Kürkçü, "Tasarı Anayasa ve AB mevzuatına aykırı fiili duruma yasal güvence getiriyor" eleştirisinde bulunarak, düzenlemenin “fişlenme”ye son vermek yerine bu uygulamayı yasa hükümlerinden ebediyen bağışık kıldığını kaydetti.  Özellikle, Tasarının 24’üncü maddesinin, bugüne kadar halkı “fişlemek”le nam salmış bütün kurumların bu işlerine hiçbir yasa korkusu olmaksızın devam etmeleri için tasarlandığını açıkladı. AKP hükümetinin kamu yönetimi karşısında birey ve toplumun haklarının değil,  birey karşısında idarenin mutlak otoritesinin korunması ilkesine göre hareket ettiğini bildiren Kürkçü, şöyle devam etti: "Tasarı, güvenlik ve istihbarat kurumları dışında veri toplama kabiliyeti olan, bankalar, sağlık kuruluşları, internet hizmet sağlayıcıları, GSM operatörleri, seyahat şirketleri, sanal şirketler vb., kurumların bireysel verilerin bireylerin rızası dışında işlenmesine yönelik bazı tahditler getirmekle birlikte bunlara ilişkin çok sayıda istisna maddesi yardımıyla her hangi bir vatandaş hakkındaki verinin bireyin rızası olmaksızın işlenebilmesine, üçüncü şahıslara, ve uluslararası kuruluşlara aktarılabilmesine yasal güvence sunmaktadır."

ŞİKAYETLER YİNE HÜKÜMETE YAPILACAK!

Kişilerin kendilerine ilişkin verilerin toplanması ve işlenmesine dair şikayet, talep ve itirazları için başvurulabilecekleri kurulun bir hükümet kuruluşu olmasını da gündeme getiren Kürkçü, söz konusu kurulun Tasarı'da Adalet Bakanlığı’yla ilişkilendirildiğini ve Bakanlar Kurulunca atandığını ifade etti. 

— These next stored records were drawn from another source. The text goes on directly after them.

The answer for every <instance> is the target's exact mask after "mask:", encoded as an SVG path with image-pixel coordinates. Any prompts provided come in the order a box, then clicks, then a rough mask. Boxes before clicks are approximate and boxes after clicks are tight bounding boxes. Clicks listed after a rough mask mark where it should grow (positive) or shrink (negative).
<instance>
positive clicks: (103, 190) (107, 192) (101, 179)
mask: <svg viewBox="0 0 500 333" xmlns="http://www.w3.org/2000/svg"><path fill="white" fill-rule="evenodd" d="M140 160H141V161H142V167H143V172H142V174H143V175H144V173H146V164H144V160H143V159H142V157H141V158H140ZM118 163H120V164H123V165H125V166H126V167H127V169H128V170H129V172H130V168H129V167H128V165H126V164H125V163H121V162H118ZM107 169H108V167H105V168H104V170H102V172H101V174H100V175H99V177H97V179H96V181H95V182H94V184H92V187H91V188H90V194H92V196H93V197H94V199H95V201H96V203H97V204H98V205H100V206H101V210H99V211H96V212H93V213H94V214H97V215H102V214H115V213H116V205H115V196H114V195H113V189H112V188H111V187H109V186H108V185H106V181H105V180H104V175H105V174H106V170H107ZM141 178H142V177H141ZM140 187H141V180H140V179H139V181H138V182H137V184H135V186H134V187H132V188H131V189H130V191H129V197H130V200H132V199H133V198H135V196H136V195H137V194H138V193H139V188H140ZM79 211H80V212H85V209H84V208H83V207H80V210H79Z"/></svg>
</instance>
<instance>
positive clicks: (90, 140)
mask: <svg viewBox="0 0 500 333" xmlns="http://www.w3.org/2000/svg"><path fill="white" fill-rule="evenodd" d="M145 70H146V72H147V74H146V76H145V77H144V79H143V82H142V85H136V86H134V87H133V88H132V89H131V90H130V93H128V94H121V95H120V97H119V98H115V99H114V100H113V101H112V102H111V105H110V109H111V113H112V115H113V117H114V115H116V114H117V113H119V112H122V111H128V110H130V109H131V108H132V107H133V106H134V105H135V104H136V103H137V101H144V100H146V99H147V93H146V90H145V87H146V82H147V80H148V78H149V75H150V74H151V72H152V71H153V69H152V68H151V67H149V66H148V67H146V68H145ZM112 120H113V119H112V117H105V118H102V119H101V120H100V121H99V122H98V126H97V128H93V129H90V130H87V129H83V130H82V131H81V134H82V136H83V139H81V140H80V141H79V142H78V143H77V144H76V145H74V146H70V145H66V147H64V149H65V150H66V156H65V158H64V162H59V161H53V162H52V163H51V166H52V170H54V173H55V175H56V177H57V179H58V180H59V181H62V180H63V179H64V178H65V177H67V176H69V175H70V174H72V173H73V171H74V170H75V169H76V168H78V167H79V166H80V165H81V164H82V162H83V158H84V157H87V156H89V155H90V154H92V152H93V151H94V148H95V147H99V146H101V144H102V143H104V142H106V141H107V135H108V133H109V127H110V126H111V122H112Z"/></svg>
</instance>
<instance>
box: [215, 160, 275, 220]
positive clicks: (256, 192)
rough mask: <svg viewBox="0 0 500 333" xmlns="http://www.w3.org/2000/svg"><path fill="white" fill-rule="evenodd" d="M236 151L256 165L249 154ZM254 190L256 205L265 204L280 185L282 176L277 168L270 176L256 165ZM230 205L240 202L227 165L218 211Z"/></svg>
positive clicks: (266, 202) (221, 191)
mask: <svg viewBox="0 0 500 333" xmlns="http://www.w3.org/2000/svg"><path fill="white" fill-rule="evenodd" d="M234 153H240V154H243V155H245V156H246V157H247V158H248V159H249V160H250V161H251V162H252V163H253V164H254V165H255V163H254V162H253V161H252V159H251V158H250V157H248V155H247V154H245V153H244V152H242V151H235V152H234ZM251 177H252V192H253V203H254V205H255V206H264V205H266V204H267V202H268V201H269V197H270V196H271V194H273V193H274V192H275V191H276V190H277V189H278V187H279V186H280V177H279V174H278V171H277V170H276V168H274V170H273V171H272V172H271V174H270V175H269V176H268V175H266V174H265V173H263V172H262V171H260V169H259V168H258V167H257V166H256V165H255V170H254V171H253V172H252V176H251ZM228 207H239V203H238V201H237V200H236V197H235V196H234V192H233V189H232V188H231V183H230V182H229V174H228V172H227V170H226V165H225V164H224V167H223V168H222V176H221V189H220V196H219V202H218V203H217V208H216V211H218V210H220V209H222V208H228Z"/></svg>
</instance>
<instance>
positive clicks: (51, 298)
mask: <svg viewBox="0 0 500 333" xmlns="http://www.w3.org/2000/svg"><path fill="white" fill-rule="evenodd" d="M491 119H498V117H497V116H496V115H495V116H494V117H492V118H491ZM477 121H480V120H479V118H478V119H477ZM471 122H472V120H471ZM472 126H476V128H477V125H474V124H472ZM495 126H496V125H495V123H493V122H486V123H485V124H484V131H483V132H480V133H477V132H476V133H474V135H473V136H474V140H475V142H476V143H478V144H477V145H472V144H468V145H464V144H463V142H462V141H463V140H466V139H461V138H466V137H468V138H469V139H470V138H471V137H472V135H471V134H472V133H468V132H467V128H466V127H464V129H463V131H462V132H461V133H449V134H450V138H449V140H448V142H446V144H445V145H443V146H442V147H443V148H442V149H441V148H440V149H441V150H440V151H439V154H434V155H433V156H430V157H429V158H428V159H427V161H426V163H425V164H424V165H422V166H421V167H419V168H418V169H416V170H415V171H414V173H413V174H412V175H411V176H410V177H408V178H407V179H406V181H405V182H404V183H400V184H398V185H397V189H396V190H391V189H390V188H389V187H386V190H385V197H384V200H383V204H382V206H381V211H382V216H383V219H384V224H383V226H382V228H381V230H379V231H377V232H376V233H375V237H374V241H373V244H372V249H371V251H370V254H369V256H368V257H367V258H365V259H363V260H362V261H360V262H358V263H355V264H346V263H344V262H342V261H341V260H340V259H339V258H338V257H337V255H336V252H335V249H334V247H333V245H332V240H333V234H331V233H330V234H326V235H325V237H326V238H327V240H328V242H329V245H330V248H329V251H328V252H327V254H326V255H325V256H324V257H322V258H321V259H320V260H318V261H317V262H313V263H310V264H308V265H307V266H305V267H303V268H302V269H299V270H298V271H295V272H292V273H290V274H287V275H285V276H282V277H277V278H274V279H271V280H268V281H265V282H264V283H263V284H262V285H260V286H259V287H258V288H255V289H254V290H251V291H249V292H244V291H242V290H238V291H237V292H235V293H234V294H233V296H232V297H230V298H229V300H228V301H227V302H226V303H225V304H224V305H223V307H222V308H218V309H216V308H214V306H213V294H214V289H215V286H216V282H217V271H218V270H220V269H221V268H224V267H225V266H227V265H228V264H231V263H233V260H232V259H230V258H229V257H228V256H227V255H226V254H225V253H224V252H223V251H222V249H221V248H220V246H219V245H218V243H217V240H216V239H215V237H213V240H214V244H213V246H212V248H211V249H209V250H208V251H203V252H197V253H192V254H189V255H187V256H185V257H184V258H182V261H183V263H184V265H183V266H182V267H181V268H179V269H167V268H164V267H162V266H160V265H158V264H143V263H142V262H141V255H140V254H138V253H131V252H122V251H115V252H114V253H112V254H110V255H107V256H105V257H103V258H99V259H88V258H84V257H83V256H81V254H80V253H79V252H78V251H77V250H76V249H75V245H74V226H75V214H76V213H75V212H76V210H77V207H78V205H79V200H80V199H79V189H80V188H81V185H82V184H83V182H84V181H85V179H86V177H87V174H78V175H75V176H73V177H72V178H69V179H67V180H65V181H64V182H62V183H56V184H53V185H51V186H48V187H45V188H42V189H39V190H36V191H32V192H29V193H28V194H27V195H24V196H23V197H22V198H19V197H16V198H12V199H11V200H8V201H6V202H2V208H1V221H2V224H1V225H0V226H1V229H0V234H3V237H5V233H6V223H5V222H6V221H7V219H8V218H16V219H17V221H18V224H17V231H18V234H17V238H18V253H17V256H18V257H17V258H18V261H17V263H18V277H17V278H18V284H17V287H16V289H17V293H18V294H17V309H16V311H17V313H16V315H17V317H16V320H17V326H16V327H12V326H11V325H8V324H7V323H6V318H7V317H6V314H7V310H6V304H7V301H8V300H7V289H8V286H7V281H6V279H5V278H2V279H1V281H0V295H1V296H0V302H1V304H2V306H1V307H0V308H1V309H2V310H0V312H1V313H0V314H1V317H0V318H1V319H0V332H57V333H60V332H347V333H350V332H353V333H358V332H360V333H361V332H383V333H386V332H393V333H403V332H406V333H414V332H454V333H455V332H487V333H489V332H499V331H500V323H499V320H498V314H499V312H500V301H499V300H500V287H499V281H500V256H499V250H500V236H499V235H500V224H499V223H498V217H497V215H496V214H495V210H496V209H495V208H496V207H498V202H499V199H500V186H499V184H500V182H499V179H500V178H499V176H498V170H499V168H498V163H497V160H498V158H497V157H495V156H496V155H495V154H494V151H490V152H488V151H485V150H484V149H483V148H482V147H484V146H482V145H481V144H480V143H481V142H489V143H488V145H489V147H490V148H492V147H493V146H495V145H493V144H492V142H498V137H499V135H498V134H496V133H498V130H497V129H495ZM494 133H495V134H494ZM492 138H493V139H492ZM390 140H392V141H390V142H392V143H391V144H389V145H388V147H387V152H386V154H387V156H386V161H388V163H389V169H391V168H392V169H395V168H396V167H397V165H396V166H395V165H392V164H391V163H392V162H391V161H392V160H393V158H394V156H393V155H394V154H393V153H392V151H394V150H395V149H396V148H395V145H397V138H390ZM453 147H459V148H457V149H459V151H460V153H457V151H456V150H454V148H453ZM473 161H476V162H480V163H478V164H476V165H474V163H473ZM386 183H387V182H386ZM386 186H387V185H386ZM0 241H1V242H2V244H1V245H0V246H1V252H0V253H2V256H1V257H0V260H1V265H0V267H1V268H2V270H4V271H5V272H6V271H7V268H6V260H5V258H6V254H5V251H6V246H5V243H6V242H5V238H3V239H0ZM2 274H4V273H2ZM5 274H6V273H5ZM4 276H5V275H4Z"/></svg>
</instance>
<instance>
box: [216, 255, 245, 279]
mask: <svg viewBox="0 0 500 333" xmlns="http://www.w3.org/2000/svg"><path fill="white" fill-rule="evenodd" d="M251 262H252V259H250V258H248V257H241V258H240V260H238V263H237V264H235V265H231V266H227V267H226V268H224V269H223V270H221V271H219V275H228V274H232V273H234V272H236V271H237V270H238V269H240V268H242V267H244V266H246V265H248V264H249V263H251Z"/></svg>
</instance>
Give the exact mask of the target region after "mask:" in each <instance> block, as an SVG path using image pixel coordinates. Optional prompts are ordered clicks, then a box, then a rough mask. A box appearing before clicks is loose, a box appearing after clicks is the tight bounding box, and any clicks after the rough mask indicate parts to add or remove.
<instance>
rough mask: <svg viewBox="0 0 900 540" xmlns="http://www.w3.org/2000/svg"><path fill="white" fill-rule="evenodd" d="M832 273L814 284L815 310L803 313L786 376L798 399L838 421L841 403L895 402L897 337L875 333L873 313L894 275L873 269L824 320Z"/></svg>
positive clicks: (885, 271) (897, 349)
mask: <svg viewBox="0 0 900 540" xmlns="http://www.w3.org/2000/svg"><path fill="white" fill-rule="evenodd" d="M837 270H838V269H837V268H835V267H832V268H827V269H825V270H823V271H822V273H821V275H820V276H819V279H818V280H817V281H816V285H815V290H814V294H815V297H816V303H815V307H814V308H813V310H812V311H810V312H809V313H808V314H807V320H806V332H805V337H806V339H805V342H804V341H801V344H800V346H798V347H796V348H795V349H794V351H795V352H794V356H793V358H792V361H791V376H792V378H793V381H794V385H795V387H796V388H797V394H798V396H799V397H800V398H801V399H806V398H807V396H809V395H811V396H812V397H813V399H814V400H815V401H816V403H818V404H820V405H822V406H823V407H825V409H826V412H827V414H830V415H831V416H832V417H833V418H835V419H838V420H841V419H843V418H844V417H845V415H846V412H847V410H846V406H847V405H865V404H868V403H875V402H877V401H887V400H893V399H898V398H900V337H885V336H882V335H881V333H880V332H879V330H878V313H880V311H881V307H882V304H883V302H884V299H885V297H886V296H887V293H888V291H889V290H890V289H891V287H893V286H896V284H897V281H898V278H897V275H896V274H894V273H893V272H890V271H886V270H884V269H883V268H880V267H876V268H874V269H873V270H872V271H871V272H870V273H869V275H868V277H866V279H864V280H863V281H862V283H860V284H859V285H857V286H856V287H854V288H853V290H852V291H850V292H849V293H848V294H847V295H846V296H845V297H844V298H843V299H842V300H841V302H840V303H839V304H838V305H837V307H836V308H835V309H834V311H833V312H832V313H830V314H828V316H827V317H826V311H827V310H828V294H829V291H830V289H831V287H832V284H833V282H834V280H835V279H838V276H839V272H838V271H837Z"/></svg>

“Sır taşıma yükümlülüğü olan kişiler”in de bu yasanın getirdiği yaptırımlardan bağışık kılındığına vurgu yapan Kürkçü, "Devlet Sırrı Kanunu Mecliste görüşülürken yasa tasarısının gerekçesinde çok açık biçimde ifade edildiği gibi, 'Devlet sırrı nedir' sorusunun cevabı 'Devlet sırrı devlet sırrıdır'  diye verilmiştir. Demek ki, 'Kişisel Verilerin Korunması Kanunu Tasarısı'nda sözü edilen 'Sır taşıma yükümlülüğü olan kişiler' bir 'sır' olarak kalacak ve kişisel verileri diledikleri gibi istismar edebilme özgürlüklerini sınırsızca kullanabileceklerdir. Böylece eldeki yasa tasarısı kendisine 'devletim' diyen, devlet yetkisini kullanmayı kendisine hak görenler karşısında bireyi savunmasız ve güvencesiz kılmaktadır" dedi.

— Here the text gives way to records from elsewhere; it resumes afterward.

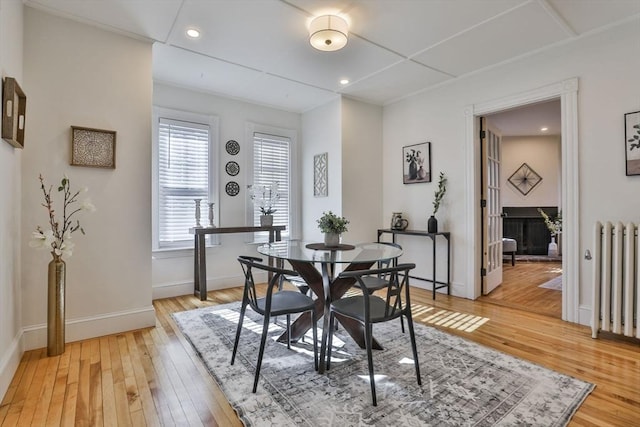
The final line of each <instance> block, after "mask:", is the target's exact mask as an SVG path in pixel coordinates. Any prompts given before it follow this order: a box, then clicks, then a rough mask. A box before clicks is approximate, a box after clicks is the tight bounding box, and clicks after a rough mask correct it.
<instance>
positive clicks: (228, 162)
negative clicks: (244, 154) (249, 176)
mask: <svg viewBox="0 0 640 427" xmlns="http://www.w3.org/2000/svg"><path fill="white" fill-rule="evenodd" d="M224 169H225V170H226V171H227V174H228V175H229V176H236V175H238V173H240V165H239V164H238V163H237V162H234V161H231V162H227V165H226V166H225V167H224Z"/></svg>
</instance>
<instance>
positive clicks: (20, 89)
mask: <svg viewBox="0 0 640 427" xmlns="http://www.w3.org/2000/svg"><path fill="white" fill-rule="evenodd" d="M26 111H27V96H26V95H25V94H24V92H23V91H22V89H21V88H20V85H19V84H18V82H16V79H14V78H13V77H7V78H5V79H4V82H3V84H2V139H4V140H5V141H7V142H8V143H9V144H11V145H13V146H14V147H16V148H24V124H25V116H26Z"/></svg>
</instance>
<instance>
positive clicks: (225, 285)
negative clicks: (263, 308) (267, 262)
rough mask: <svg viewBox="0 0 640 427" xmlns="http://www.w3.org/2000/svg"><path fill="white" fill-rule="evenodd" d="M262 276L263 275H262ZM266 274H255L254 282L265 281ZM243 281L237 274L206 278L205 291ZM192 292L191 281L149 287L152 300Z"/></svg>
mask: <svg viewBox="0 0 640 427" xmlns="http://www.w3.org/2000/svg"><path fill="white" fill-rule="evenodd" d="M263 276H264V277H263ZM266 277H267V276H266V274H264V275H260V274H256V275H255V280H256V282H260V281H266V280H267V279H266ZM243 283H244V277H242V276H240V275H238V276H228V277H217V278H215V279H209V280H207V291H214V290H216V289H227V288H233V287H236V286H242V285H243ZM191 294H193V282H176V283H163V284H160V285H154V286H153V288H152V289H151V297H152V298H153V299H154V300H157V299H162V298H172V297H178V296H182V295H191Z"/></svg>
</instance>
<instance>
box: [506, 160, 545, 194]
mask: <svg viewBox="0 0 640 427" xmlns="http://www.w3.org/2000/svg"><path fill="white" fill-rule="evenodd" d="M540 181H542V177H541V176H540V175H538V174H537V173H536V171H534V170H533V169H531V167H530V166H529V165H528V164H526V163H523V164H522V166H520V167H519V168H518V169H516V171H515V172H514V173H513V175H511V176H510V177H509V182H510V183H511V185H513V186H514V187H516V189H517V190H518V191H519V192H521V193H522V194H523V195H525V196H526V195H527V194H529V192H530V191H531V190H533V187H535V186H536V185H538V184H539V183H540Z"/></svg>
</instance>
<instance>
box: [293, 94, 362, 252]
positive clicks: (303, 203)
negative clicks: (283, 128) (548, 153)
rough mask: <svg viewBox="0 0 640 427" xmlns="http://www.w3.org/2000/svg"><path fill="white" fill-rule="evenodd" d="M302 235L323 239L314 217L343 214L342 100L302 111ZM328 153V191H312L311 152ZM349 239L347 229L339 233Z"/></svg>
mask: <svg viewBox="0 0 640 427" xmlns="http://www.w3.org/2000/svg"><path fill="white" fill-rule="evenodd" d="M302 140H303V144H302V160H301V161H302V168H301V169H302V237H303V238H304V240H309V241H317V242H321V241H323V239H324V237H323V235H322V233H321V232H320V230H319V229H318V223H317V222H316V220H317V219H318V218H320V216H321V215H322V212H323V211H333V212H334V213H335V214H336V215H342V214H343V206H342V202H343V197H342V194H343V190H342V184H343V182H342V181H343V180H342V161H343V160H342V101H341V100H340V99H336V100H335V101H332V102H329V103H328V104H326V105H323V106H321V107H318V108H316V109H314V110H312V111H309V112H306V113H304V114H303V115H302ZM321 153H328V161H327V162H328V166H329V192H328V196H327V197H314V195H313V156H315V155H316V154H321ZM343 239H344V240H345V241H348V240H350V238H349V232H346V233H345V234H344V235H343Z"/></svg>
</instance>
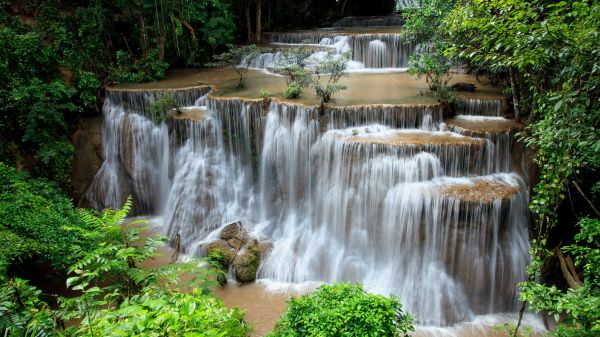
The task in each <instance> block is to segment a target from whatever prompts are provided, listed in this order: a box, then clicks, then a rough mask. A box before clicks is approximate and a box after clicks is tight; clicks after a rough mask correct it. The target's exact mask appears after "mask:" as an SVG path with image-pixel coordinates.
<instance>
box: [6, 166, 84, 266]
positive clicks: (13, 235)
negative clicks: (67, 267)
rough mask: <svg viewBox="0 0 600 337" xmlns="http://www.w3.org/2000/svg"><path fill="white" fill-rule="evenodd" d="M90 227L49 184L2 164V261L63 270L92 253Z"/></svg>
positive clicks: (51, 185) (43, 181)
mask: <svg viewBox="0 0 600 337" xmlns="http://www.w3.org/2000/svg"><path fill="white" fill-rule="evenodd" d="M86 230H87V226H86V225H85V224H84V223H83V222H82V221H81V219H80V218H79V214H78V212H77V211H76V210H75V208H74V207H73V205H72V204H71V201H70V200H69V199H68V198H66V197H65V196H63V195H62V194H61V193H60V192H59V191H57V189H56V187H55V186H54V185H52V184H50V183H48V182H47V181H44V180H38V179H27V177H26V176H24V175H22V174H20V173H17V172H16V170H15V169H14V168H11V167H9V166H7V165H5V164H4V163H0V232H2V233H3V235H2V238H1V239H0V241H2V242H3V243H6V244H2V245H0V253H1V254H0V260H2V259H3V260H5V263H7V264H8V265H22V264H23V263H31V260H32V259H33V258H35V260H36V262H38V263H51V264H52V265H53V266H54V267H55V268H56V269H58V270H64V269H66V267H67V266H68V265H70V264H71V263H73V262H74V261H75V259H77V258H78V256H79V254H80V252H81V251H85V250H87V249H89V247H90V245H91V242H90V241H89V240H87V239H86V238H85V236H84V235H82V233H84V232H85V231H86Z"/></svg>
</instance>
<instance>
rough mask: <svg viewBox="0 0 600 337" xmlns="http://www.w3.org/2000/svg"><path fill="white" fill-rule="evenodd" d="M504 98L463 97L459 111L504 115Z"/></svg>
mask: <svg viewBox="0 0 600 337" xmlns="http://www.w3.org/2000/svg"><path fill="white" fill-rule="evenodd" d="M502 102H503V101H502V99H475V98H471V99H461V100H460V104H459V109H458V113H459V114H462V115H476V116H496V117H499V116H502Z"/></svg>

'HAK İHLALLERİ YASALLAŞIYOR'

Tasarı ile toplum bireylerinin özel yaşantılarına, ticari ve siyasi belgelerine yönelik olarak hazırladıkları andıçlar, fişlemeler ve istihbarat raporlarıyla pek çok kişinin asılsız suçlamalara, kişilik haklarına yönelik suikastlere, yargısız infazlara maruz kalmalarına neden olan MİT’in, JİTEM'in askeri ve sivil istihbarat kuruluşlarının dayatmalarına teslim olunduğunu kaydeden Kürkçü, "Bu kuruluşların bugüne kadar kişisel veriler bağlamında kişi haklarına yönelik olarak gerçekleştirmiş oldukları bütün ihlalleri aklayan ve yasallaştıran; onlara kendi yasaları dışında hiçbir kural ile sınırlanmış olmayacaklarına dair ebedi güvence veren bir yasayı TBMM'den geçirme iradesini yansıtmaktadır" diye ekledi. Kürkçü, Tasarının bu haliyle, “fişlemeler”e dayalı mahkeme kararlarının sonucu olan uzun hapisliklerin; “fişlemeler”e dayanılarak insanların meslek hayatlarının, kişisel şöhretlerinin, itibarlarının zedelenmesi kapısını açık tutarak bireylerin hayatlarını bundan böyle de “fişlenme korkusu” ile geçirmelerini güvence altına aldığını belirtti.